Repayments

When you bought your home through the FTBI scheme your mortgage and any deposit you paid was set at a percentage of the total purchase price of the property. The financial help you received through the FTBI scheme made up the remaining percentage of the property value.

If you sell your home you must repay the FTBI loan. The amount you pay back will be calculated on the sale price of your property. It will be calculated by multiplying the sale price of the property by the percentage of the property the FTBI loan is worth. For example if you bought your home with a 70% mortgage and a 5% cash deposit you will of received help on 25% of the purchase price of the home. When you sell (if you have made no other repayments) you will need to repay 25% of the amount you sell your home for. This is known as a repayment. If you want to repay the loan without selling your home please see the section on staircasing.

 

If you bought your home for £200,000 with assistance from FTBI of £60,000, the FTBI equity share contributed would be 30% of the full market value of your home.

When you come to selling your home and repaying the equity contribution, you would pay back the 30% equity share of the full market value or 30% of the sale price (if the sale price is different from the valuation price, the repayment will be based on 30% of the higher amount). For example, if the home you are selling is valued at £220,000 and your buyer meets this valuation, you would pay back a 30% equity share of £220,000. This would be £66,000.

 

Repayment in a Falling Market

If the value of your property has fallen significantly you may find that you are unable to pay back both your first mortgage and the FTBI loan you received in full. In this scenario the Homes and Communities Agency may take a reduced loan amount to ensure that this does not prevent you from selling your property. If you cannot pay the FTBI loan back in full, the amount you will pay is calculated by subtracting the outstanding balance on your first mortgage (excluding early redemption penalties) from the HOP agreed sale price of your property.

For example, if you purchased your property for £160,000 with a mortgage of £115,000 and a deposit of £5,000 you would have received an FTBI loan of £40,000 (25%).
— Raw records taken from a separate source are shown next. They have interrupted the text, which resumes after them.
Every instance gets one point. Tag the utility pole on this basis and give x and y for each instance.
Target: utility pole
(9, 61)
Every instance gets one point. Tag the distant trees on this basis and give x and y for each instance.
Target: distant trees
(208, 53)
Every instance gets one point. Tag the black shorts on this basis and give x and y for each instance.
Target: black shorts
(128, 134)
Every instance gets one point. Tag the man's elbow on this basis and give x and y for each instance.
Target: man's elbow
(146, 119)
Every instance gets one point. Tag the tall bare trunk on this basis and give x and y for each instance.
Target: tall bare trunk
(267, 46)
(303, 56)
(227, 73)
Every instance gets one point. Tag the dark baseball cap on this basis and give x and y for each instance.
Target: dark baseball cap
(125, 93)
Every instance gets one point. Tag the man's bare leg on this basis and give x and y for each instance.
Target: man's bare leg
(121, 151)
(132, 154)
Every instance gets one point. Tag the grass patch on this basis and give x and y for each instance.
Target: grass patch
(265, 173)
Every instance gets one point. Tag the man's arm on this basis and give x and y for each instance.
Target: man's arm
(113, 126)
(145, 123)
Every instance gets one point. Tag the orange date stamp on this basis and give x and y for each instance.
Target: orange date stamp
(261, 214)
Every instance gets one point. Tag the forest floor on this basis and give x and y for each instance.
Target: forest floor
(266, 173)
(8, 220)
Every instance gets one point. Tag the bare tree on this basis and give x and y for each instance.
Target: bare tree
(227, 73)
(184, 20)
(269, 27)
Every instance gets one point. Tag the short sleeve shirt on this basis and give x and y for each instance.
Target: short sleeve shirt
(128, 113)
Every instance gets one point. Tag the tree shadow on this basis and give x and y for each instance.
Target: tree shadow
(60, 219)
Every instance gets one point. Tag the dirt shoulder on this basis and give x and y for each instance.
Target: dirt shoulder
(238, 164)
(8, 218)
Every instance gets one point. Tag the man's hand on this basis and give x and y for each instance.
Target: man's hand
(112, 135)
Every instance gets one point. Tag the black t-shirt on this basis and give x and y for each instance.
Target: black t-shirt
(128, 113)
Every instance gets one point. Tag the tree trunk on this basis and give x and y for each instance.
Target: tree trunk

In a scenario where the value of the property had dropped to £120,000 and you were to sell for this amount the FTBI loan you received would now be worth 25% of £120,000 which is £30,000. Supposing your mortgage still had an outstanding balance £105,000 this would mean you were unable to pay back both your mortgage and the FTBI loan in full. In this case the amount you would have to pay back on your FTBI loan would be reduced. The amount you would have to pay back would be calculated by subtracting your outstanding mortgage balance (excluding early redemption penalties) from the sale price. In this case this means you would pay back £15,000 rather than the full amount of £30,000.